En un second temps, des indications chiffrées furent imprimées à la surface de la bulle. Ces empreintes pouvaient être identiques à la forme des calculi contenus dans la bulle6 ou de forme différente, à condition d’en respecter le nombre. La présence de cette double information est troublante, car les bulles retrouvées en stratigraphie7 étaient toutes intactes8. La bulle-enveloppe présentée ici a été radiographiée9 pour faire apparaître les calculi ; les signes comptables de la surface sont gravés très schématiquement, sans doute, selon P. Amiet, parce que la terre était déjà trop dure10. À Suse, les systèmes numériques en vigueur semblent inspirés de ceux des Sumériens. Ils sont en bases 10 et 6011.

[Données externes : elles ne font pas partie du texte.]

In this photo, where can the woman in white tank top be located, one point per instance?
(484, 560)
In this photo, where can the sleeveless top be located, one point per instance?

La légère cuisson à laquelle ont été soumises les bulles à calculi révèle le souci de les conserver, car elle les rend moins fragiles.

À la fin de l’Uruk récent, la correspondance entre les calculi intérieurs et les chiffres de la surface sembla suffisamment redondante pour entraîner le remplacement définitif des bulles à calculi par un nouveau système comptable qui avait un temps coexisté avec elles : la tablette numérale12. L’indication chiffrée n’apparaissait qu’une seule fois, imprimée à l’extérieur. Les avantages de ce nouveau support sont évidents : il est de conception plus simple et sa forme permet de le stocker.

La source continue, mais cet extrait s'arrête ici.